Two ways, mostly. First, the AI generator imports it from .env.local thinking it is the anon key — both end up as VITE_ or NEXT_PUBLIC_ prefixed env vars and Vite or Next.js then bundles them into the client. Second, the developer asks the AI to add an admin feature, the AI realizes RLS will block it, and 'fixes' the problem by switching to the service-role key in client code instead of moving the call server-side.
Q&A
03
How do I know if my service-role key is in the bundle?

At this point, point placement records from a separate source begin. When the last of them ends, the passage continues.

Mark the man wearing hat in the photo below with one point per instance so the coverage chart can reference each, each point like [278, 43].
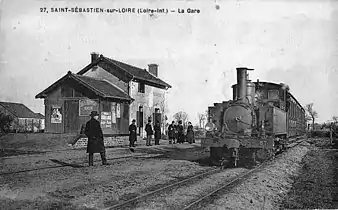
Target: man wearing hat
[171, 133]
[150, 132]
[95, 139]
[132, 134]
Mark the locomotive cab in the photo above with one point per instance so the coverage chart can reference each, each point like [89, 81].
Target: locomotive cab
[250, 123]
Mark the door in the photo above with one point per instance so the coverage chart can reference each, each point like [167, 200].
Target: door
[71, 116]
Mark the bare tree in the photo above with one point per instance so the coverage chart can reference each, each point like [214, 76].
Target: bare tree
[181, 116]
[202, 117]
[335, 119]
[311, 114]
[5, 122]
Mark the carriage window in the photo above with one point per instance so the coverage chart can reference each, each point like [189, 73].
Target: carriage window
[273, 94]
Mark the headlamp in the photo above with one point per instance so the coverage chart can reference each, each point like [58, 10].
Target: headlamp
[209, 126]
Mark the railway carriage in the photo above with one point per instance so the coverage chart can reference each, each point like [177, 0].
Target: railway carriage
[256, 123]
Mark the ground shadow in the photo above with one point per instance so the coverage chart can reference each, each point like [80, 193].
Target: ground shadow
[66, 164]
[14, 152]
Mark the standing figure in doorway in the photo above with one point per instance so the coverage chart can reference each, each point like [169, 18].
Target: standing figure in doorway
[190, 134]
[150, 132]
[157, 129]
[176, 126]
[180, 134]
[171, 133]
[132, 134]
[95, 139]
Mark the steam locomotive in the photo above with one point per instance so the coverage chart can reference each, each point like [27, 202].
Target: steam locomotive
[257, 124]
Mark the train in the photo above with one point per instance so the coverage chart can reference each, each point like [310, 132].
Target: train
[256, 124]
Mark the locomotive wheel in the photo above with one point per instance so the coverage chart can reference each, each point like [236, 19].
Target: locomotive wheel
[220, 156]
[262, 155]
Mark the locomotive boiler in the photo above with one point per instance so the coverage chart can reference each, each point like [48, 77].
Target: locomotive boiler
[256, 124]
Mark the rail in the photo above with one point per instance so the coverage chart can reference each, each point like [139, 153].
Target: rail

View source on a deployed page, search for 'service_role' or for the JWT-shaped string that starts with 'eyJ'. If you see two long base64-looking strings near each other, paste them into jwt.io and read the role claim. If either one says service_role, you have a problem. The VibeEval token leak checker does this scan automatically against your live URL.
Q&A
04
Is rotating the key enough to fix it?
Rotation is mandatory but not sufficient. After rotation you have to find every place the key was used, replace the calls with anon-key calls plus a server-side proxy for the admin operations, and verify the new bundle does not contain the new key either. Rotating without fixing the root cause means the new key leaks on the next deploy.
Q&A
05
Will Row Level Security save me if the service-role key leaks?
No. The service-role key explicitly bypasses Row Level Security. That is its job — it is the key the database administrator uses to do schema migrations and admin tasks. RLS is the access control layer; the service-role key is the all-access pass that ignores the access control layer. If the service-role key is public, RLS is irrelevant to anyone holding it.
Q&A
06
Where can I see this happen on a real URL?
https://gapbench.vibe-eval.com/site/supabase-clone/ has a deliberately leaked service-role configuration so scanners can be calibrated against a known-positive surface. The companion clean control is at https://gapbench.vibe-eval.com/site/ref-rls/ — same Supabase shape, RLS configured correctly, no leaked keys.
Q&A
07
What CWE and OWASP categories does this map to?
CWE-200 (Information Exposure), CWE-798 (Hardcoded Credentials), CWE-522 (Insufficiently Protected Credentials). OWASP API Security Top 10 #2 (Broken Authentication) and #5 (Broken Function-Level Authorization) once the leaked key is used.